En matière de lucidité, en revanche, il peut y avoir lieu de s’inquiéter en ce qui concerne les réactions qu’engendrent souvent ces pratiques : les enchaînements en cascade de commentaires au second degré dans les commentaires des lecteurs du Gorafi participent du plaisir de lecture de cette production satirique. Mais que dire du fait que des lecteurs occasionnels (dont de nombreux enseignants) s’insurgent au premier degré quand le journal publie une fausse dépêche intitulée « L’Académie française valide finalement “Ils croivent“ et “Faut qu’on voye“ » (les commentaires indignés pleuvent : « C’est scandaleux », « ça ne se passera pas comme ça dans ma classe », « Quelle décadence », etc.) ? Il existe un véritable problème de compétence (de maîtrise, de reconnaissance, d’accessibilité) en matière de second degré que l’omniprésence de la pratique rend nécessaire de traiter : s’il est aujourd’hui évident que des cours d’éducation aux médias doivent être proposés dans les écoles secondaires, il importera que ceux-ci prennent en considération cette question de la distance inhérente à une pratique de l’ironie bien plus complexe que la simple antiphrase à laquelle on a trop souvent l’habitude de la cantonner.
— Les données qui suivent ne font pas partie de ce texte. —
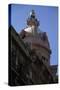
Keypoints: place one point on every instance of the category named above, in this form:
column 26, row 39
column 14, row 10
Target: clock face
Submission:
column 30, row 29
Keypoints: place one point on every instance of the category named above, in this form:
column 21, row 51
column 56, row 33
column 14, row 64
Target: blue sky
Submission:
column 48, row 17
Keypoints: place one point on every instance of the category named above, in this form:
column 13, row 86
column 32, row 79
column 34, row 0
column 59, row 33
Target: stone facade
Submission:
column 29, row 56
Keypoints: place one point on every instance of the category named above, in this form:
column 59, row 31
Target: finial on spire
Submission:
column 32, row 14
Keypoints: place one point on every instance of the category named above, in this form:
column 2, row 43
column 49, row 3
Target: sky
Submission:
column 48, row 18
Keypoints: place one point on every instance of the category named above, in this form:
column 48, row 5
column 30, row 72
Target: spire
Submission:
column 32, row 20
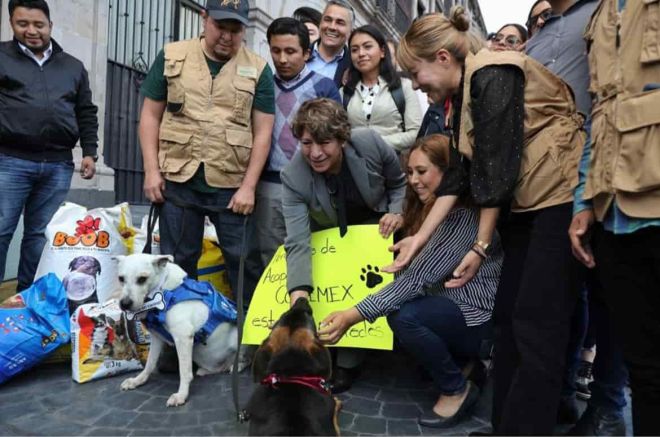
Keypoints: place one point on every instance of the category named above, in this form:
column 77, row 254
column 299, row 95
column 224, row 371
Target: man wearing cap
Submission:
column 205, row 133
Il n’en va pas ici d’un détail : depuis le traitement que Rabelais inflige à l’institution universitaire jusqu’à l’actualité revisitée par les marionnettes des Guignols de l’Info ou par les personnages de Southpark, étudier le détournement, ses motifs, ses mécanismes et ses enjeux, c’est se donner le moyen de comprendre le monde dans lequel nous vivons.
Denis Saint-Amand
Juin 2014

Denis Saint-Amand est chercheur FNRS à l'Université de Liège. Ses recherches portent sur la littérature française du 19e siècle et sur la sociologie de la littérature.
Denis Saint-Amand a publié récemment Le dictionnaire détourné. Socio-logiques d'un genre au second degré, PU Rennes, Coll. Interférences, oct. 2013.